In our latest blog Director General for Regulation, Ed Humpherson, reflects on why communicating uncertainty is a constant challenge for statisticians…
A recurring motif of OSR reports is the need to communicate uncertainty better. This was the theme of an article I recently published in the Journal of Risk Communication, which explores how uncertainty is presented in official statistics.
What is the issue?
Start with GDP. When we reviewed ONS’s process for revising GDP, uncertainty and its communication was one of our main requirements for improvement. We asked ONS to improve the presentation of early estimates of GDP and all supporting information it provides on the uncertainty surrounding these estimates. ONS should ensure that the uncertainty surrounding GDP statistics is in itself a key message.
I also chaired a discussion of uncertainty with Chris Giles of the FT, Johnny Runge of Kings College London, Marianthi Dunn (OSR’s lead author on GDP revisions), and Sumit Dey-Chowdrey of ONS.
It wasn’t just GDP where this was an issue. We highlighted communicating uncertainty for labour market statistics (see the section and requirement on “volatility” on page 4) and research and development statistics (see requirement 2).

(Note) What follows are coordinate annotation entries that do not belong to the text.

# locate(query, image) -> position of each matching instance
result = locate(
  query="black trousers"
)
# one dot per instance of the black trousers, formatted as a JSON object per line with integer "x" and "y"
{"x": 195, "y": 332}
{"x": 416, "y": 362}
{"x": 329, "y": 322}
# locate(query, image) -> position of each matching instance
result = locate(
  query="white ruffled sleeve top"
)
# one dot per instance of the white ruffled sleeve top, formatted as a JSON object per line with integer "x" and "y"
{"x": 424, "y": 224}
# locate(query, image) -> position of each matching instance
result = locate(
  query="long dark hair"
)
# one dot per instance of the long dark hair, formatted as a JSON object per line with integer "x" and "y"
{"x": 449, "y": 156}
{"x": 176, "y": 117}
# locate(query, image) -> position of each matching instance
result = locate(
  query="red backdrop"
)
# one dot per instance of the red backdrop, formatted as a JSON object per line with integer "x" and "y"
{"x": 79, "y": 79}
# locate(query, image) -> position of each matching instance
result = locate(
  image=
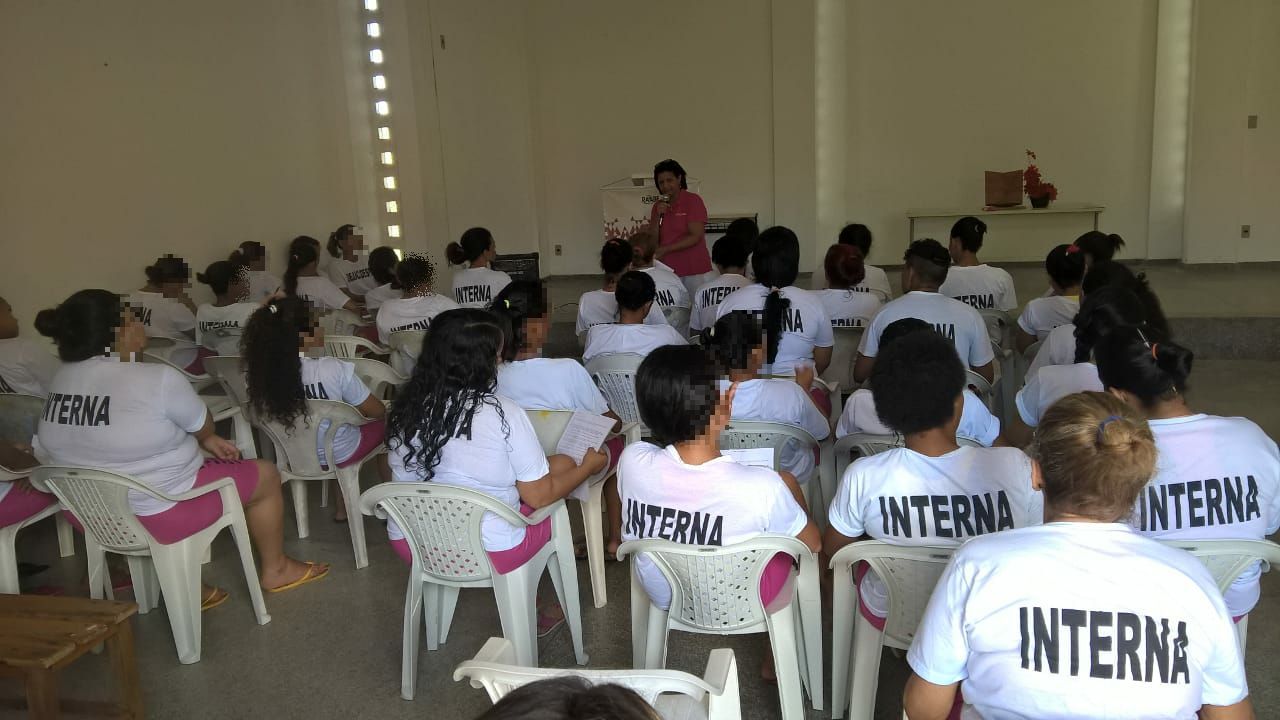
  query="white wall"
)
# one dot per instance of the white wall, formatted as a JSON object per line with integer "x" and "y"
{"x": 149, "y": 127}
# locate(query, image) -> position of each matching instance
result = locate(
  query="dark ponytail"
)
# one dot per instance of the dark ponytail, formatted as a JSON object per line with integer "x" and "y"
{"x": 1143, "y": 363}
{"x": 515, "y": 305}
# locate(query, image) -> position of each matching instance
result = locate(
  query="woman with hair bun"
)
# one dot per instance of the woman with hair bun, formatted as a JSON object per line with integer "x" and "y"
{"x": 1080, "y": 616}
{"x": 1217, "y": 478}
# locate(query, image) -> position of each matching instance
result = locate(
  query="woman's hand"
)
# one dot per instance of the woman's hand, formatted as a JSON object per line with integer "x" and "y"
{"x": 220, "y": 447}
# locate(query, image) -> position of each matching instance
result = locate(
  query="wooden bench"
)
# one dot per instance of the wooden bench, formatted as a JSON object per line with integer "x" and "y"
{"x": 40, "y": 636}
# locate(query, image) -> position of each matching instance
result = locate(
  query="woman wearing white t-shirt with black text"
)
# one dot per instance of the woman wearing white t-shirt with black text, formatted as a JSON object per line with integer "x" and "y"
{"x": 1216, "y": 478}
{"x": 449, "y": 425}
{"x": 112, "y": 411}
{"x": 282, "y": 376}
{"x": 1082, "y": 616}
{"x": 476, "y": 285}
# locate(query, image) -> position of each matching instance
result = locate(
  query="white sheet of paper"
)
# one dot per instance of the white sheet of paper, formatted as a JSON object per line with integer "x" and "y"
{"x": 584, "y": 432}
{"x": 753, "y": 456}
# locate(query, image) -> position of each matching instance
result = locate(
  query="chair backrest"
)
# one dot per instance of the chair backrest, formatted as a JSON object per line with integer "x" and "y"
{"x": 909, "y": 575}
{"x": 1228, "y": 559}
{"x": 716, "y": 588}
{"x": 100, "y": 501}
{"x": 440, "y": 524}
{"x": 19, "y": 417}
{"x": 616, "y": 377}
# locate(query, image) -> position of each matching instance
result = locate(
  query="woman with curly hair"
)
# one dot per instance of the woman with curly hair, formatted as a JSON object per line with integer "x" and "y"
{"x": 282, "y": 378}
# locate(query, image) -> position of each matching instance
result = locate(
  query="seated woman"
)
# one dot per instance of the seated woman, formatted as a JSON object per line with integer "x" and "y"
{"x": 448, "y": 425}
{"x": 282, "y": 377}
{"x": 977, "y": 423}
{"x": 1230, "y": 460}
{"x": 220, "y": 323}
{"x": 599, "y": 306}
{"x": 142, "y": 419}
{"x": 631, "y": 333}
{"x": 917, "y": 383}
{"x": 737, "y": 345}
{"x": 26, "y": 367}
{"x": 846, "y": 305}
{"x": 1080, "y": 616}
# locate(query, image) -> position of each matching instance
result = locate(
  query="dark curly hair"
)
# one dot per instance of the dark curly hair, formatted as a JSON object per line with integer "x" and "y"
{"x": 455, "y": 376}
{"x": 269, "y": 352}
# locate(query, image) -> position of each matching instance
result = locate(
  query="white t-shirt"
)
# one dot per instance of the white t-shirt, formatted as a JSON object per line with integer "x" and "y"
{"x": 1216, "y": 478}
{"x": 982, "y": 287}
{"x": 904, "y": 497}
{"x": 26, "y": 367}
{"x": 718, "y": 502}
{"x": 501, "y": 450}
{"x": 782, "y": 401}
{"x": 410, "y": 314}
{"x": 709, "y": 296}
{"x": 476, "y": 287}
{"x": 1043, "y": 314}
{"x": 220, "y": 328}
{"x": 804, "y": 323}
{"x": 849, "y": 308}
{"x": 261, "y": 285}
{"x": 129, "y": 418}
{"x": 1079, "y": 620}
{"x": 375, "y": 297}
{"x": 599, "y": 308}
{"x": 977, "y": 423}
{"x": 640, "y": 340}
{"x": 954, "y": 320}
{"x": 1052, "y": 383}
{"x": 1057, "y": 349}
{"x": 330, "y": 378}
{"x": 545, "y": 383}
{"x": 321, "y": 294}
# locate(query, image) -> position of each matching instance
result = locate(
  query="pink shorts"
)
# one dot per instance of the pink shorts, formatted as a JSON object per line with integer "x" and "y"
{"x": 503, "y": 560}
{"x": 190, "y": 516}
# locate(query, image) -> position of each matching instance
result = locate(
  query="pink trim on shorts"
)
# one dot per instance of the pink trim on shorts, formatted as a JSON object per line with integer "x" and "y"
{"x": 190, "y": 516}
{"x": 19, "y": 504}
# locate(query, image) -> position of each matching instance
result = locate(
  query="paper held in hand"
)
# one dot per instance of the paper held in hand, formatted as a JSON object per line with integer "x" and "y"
{"x": 584, "y": 432}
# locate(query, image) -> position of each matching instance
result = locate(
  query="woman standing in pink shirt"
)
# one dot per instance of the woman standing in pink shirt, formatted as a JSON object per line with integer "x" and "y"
{"x": 680, "y": 222}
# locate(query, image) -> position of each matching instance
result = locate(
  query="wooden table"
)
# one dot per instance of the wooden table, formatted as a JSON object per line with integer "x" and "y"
{"x": 40, "y": 636}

So it comes up a lot in our work.
Why is it so difficult?
Well, first of all, as I argue in the journal article, it’s just hard. I think there may be an innate tendency for people to see a number and assume it has a certainty, an absolute rightness. And this in turn may be deeply embedded because of our experience of learning maths as children: we see a subject in which answers are definitively right or wrong.
And I also think this is exacerbated by an assumption that statistics are counts of fixed things – the economy, population, crime. It’s only when you spend time understanding the process of compiling official statistics that you realise that the numbers are often more complicated than a simple count. They are driven by assumptions, definitions and methodological choices.
This psychological anchoring on ‘hard’ numbers is exacerbated by the way statistics are used in public debate. Numbers are slotted into political arguments – perhaps weaponised, even – without nuance or context. The percentage increase in GDP. The unemployment rate. Crime going up.
These factors reinforce each other. They mean that people communicating official statistics have a big challenge. They must convey what they know about their statistics – that is, that they are best estimates, not certain numbers – to audiences that often are expecting single, fixed results.
In the face of these phenomena it can be tempting for statistics producers to fall back on generic wording. As we found when we did a review of communicating uncertainty, producers can often say generic things like “users should exercise caution”.
I do not underestimate the challenge facing producers. But is there a way to think about uncertainty that might help?
I think that it’s not always recognised that there are two distinct categories of uncertainty. My article puts forward two concepts:
- Specific uncertainty: This type of uncertainty is bound up with the process of collecting and estimating that is at the heart of statistics. It involves the recognition that the estimate is only an approximation, and a range of other estimates could also be plausible. This is perhaps the more familiar notion of uncertainty that arises in surveys – that the survey result represents a central estimate around which there is a confidence interval.
- Contextual uncertainty: This is less about the process of production, and more about the inferences that users may draw, for policy and other decision purposes, from statistics. Numbers may not mean what users think they mean; and this may lead them to place unwarranted weight on them for decision making purposes.
As an analogy, consider maps. To quote my article: “There is a difference between the map-maker’s perspective, and the map-reader’s perspective. The map maker may successfully communicate the conventions that go into the production of the map – what different icons mean, how contour lines are measured, and so on. That is useful. But it is quite distinct from the map reader’s desire to use the map to determine how to undertake a journey, which depends on their inferences about the best route, the paths to avoid, the steeper hills to navigate around.”
My simple proposition is that producers may struggle because they don’t separate these two concepts. And they often focus on the first – the technical communication of uncertainty – without paying sufficient attention to the second – how people may use the numbers.
Of course, it might be said that the standard boilerplate phrasing “users should treat the number with caution” is a nod towards contextual uncertainty. But it’s not a helpful one, and wherever it arises, producers should provide some more useful steers to the users.
So, to save you the trouble of reading the whole article, here’s a summary of what it says about communicating statistics:
- It’s hard
- It’s not always done well
- It’s helpful to distinguish these two types: specific and contextual
And one thing is clear – generic wording like “users should employ caution” should be avoided. If my article and OSR’s overall body of recommendations achieves anything, I hope it consigns this generic wording to history.